薬局でアスベリンについて相談される内容についてまとめてみました。

作用機序・去痰作用もあり

アスベリンがなぜ咳に効果があるのか?

作用機序と他の咳止めとの違いについて説明したいと思います。

咳は延髄にある咳中枢が反射を起こすことでおこります。

アスベリンは咳中枢の反応を鈍くすることで咳を抑えると共に、気管支腺を分泌させることで痰をきる働きもあります

メジコンアストミンといった他の咳止めに比べて、アスベリンは痰の絡む咳に向いたお薬です。

妊娠中(妊婦)・授乳中の服用

「妊娠中だけどアスベリン服用してOK?」

と聞かれることがありますが、治療上の有益性が危険性を上まわると判断される場合にのみOKとなっています。

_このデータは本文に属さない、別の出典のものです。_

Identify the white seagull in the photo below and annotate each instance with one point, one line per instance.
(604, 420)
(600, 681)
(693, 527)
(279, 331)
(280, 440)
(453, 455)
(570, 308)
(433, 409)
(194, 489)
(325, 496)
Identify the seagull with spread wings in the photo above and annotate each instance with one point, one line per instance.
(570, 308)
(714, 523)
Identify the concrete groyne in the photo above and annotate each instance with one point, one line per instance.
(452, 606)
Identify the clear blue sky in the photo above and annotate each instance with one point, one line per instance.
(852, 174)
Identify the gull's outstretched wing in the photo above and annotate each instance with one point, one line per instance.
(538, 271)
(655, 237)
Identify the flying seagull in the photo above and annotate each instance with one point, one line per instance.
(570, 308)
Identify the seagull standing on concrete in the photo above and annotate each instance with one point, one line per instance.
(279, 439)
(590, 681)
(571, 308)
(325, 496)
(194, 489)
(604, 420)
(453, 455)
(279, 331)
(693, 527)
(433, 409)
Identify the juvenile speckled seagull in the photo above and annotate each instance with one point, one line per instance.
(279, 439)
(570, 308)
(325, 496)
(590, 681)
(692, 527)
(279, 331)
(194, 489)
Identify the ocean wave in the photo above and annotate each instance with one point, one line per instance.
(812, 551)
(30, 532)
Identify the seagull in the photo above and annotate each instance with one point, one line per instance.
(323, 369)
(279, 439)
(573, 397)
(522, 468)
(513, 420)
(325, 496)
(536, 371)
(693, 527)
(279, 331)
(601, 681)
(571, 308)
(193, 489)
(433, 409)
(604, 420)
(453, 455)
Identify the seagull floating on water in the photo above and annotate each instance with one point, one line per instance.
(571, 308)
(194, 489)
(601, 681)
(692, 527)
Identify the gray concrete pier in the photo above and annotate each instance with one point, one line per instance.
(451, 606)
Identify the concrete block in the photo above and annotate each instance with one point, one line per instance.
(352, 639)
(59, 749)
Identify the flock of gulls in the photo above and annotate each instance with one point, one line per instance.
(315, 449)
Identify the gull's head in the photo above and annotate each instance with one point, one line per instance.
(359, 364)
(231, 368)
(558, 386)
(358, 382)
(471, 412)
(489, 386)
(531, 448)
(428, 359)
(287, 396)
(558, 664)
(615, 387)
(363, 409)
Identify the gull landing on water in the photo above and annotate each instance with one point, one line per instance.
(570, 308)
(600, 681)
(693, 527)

妊婦又は妊娠している可能性のある婦人には、治療上の有益性が危険性を上まわると判断される場合にのみ投与すること。(妊婦への投与に関する安全性は確立していない。)

引用元 アスベリン インタビューフォーム

また授乳中については注意書きもないことから「授乳を中止しなくてもよい」と指導されるケースが多くあります。

おしっこ(尿)が赤くなる理由

「アスベリンを飲みだしておしっこが赤くなった

と相談されることがあります。

アスベリンが代謝される過程に生じる物質の影響で、おしっこが赤みがかることがあります。

副作用ではなく、まったく問題はありませんので安心して飲み続けてください。

眠気の副作用は少ない

「アスベリンは眠くなる?」

という質問を受けることがありますが、アスベリンは他の咳止めに比べて眠気は少ない方かと思います。

主な副作用は

食欲不振、便秘、口渇、胃部不快感・ 膨満感、軟便・下痢、悪心、眠気、不眠、眩暈(めまい)、痒み

が0.1%~5%未満の確率で報告されています。

まれに発疹が出ることもありますが発疹がでた場合は主治医に報告するようにしましょう。

ジェネリック医薬品はある?

アスベリンには薬価の安いジェネリック医薬品は販売されていません。